Monday, January 14, 2008 at 5:45 pm
Bill
Well, I just had an interesting HA experience that I thought I would share.
I setup port security with violation shutdown on my switches that do the VMware traffic and had kind of forgotten about it. When our physical server running virtual center died, I decided it was time to re-build it as a VM since I hate our physical servers. I added a VM port group to the console switch, built the VM, and then ‘connected’ the virtual NIC from the VM to the Service console.
As I learned latter this caused my port security to shutdown the port (MAC address violation) which caused the host to think that it was isolated.

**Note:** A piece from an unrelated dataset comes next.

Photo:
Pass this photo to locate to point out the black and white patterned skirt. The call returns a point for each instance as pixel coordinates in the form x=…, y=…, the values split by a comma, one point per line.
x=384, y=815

Sure enough it powered down the VM’s that I had running on that server (luckily only 2 at the time) and then powered them back on on the other ESX server.
That all sounds good until you realize that it powered on my virtual center VM which caused a port-security violation on the second ESX server, which then caused it to become isolated. Mind you that all of my VMs still had full access to the production network.
Very fortunately, and I would like to confirm this with others, despite the isolation response being ’shutdown’ the second ESX server in the cluster (the only other one) did NOT power down all of the VMs after becoming isolated due to my bad planning.
So it seems that isolation response will power down unless it is the last host in the cluster?
Monday, January 14, 2008 at 5:46 pm
Bill
Oh, and I should add that I changed all of my port-security to protect
Thursday, January 31, 2008 at 12:07 pm
Brett
We’ve decided to change the setting for isolation response from it’s default of power off to leave powered on. Out of all the failures we’ve had in a cluster of hosts, we have never had just one host become isolated, it’s always been the entire network and every host, which leaves all our vm’s powered off. Probably a flaw in our network design, but there it is. We’ve never had one host go isolated in a cluster, it’s always been every host in the cluster.
Tuesday, March 18, 2008 at 8:49 am
sean c
hi
I know this is a little off topic, but I thought someone might have some inputs regarding a situation that recently accoured to one of our customers.
the have an ha enabled cluster with four hosts.
the use a separate stack of switches for the production and the management lan. each host has only one service console which is connected to the management lan. recently they had to reboot the management switch stack, which left them with 80 powered off vms, even though the production lan was never interrupted. according to what i read here it makes perfect sense, since the only heartbeat is through the service console. any thoughts on this? would a second service console on the production lan solve this problem, and would this be a good solution?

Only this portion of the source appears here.